Expansion of immature CD34+ cells mainly in sJIA with anemia
One of the features of sJIA is severe anemia with reticulocytopenia [16]; therefore, the presence of an erythropoiesis signature was surprising. Because the erythropoiesis signature correlated with the PBMC percentage of immature cell subpopulations (CD34+, CD34+CD33-, CD34+CD33+), a further analysis was performed to determine whether the expansion of these cell populations is related to the presence or absence of anemia (hemoglobin < 11 g/dl). For 21 patients with sJIA and for 166 patients with non-sJIA, hemoglobin levels were available. The groups had the following characteristics (n; Hgb mean ± standard deviation; ESR, mean ± standard deviation): (1) sJIA with anemia (n = 18; Hgb, 9.4 ± 1.0 g/dl; ESR, 96 ± 36 mm/h); (2) sJIA without anemia (n = 3; Hgb, 11.9 ± 1.0 g/dl; ESR, 62 ± 49 mm/h); (3) non-sJIA with anemia (n = 21; Hgb, 10.5 ± 0.4 g/dl; ESR, 33 ± 18 mm/h); and (4) non-sJIA without anemia (n = 145; Hgb, 12.7 ± 0.9 g/dl; ESR, 18 ± 18 mm/h). Patients with sJIA and anemia had a significantly larger proportion of circulating CD34+, CD34+CD33-, and CD34+CD33+ cells than did individuals with non-sJIA with or without anemia (Figure 1a).
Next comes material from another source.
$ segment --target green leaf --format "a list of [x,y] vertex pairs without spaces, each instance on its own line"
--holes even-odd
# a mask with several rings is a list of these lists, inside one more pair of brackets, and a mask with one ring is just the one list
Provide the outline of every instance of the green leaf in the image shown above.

Although the values did not reach statistical significance, patients with sJIA and anemia trended toward higher percentages of CD34+ cell subpopulations than did patients with sJIA without anemia, suggesting that the expansion of these immature PBMC subpopulations was rather specific to individuals with sJIA and anemia. This statistical analysis was restricted because of the low number of patients with sJIA who did not have anemia (n = 3).
Evidence for the absence of reticulocytes in the peripheral blood of patients with systemic arthritis
As mentioned earlier, this study was not designed to measure directly the erythrocyte precursor cells, including reticulocytes. Instead, we used the red-cell distribution width (RDW) as a surrogate marker for the presence of reticulocytosis, as it is well recognized that the RDW highly correlates with the reticulocyte count [20]. These data were available for 12 patients with sJIA in this study. A significant degree of anemia at the baseline visit rapidly and significantly improved after treatment (paired t test; baseline vs. 30 days, P = 0.002; baseline vs. 60 days, P < 0.001; baseline vs. 90 days, P = 0.01; the test results closest to 30, 60, and 90 days, respectively, were used) (Figure 1b). The patients with sJIA had a normal RDW at the baseline visit (before receiving any treatment) but experienced a rapid, and significant, increase in the RDW, suggesting the development of reticulocytosis, after initiation of treatment. This decreased at later times (paired t test; baseline vs. 30 days, P < 0.001; baseline vs. 60 days, P = 0.02; baseline vs. 90 days, P = 0.11; the test results closest to 30, 60, and 90 days, respectively, were used) (Figure 1c). Concurrently, the percentage of circulating CD34+ precursor cells also decreased within 6 to 12 months (t test; baseline vs. 6 months, P = 0.04; baseline vs. 12 months, P = 0.02; baseline vs. 24 months, P = 0.275) (Figure 1d).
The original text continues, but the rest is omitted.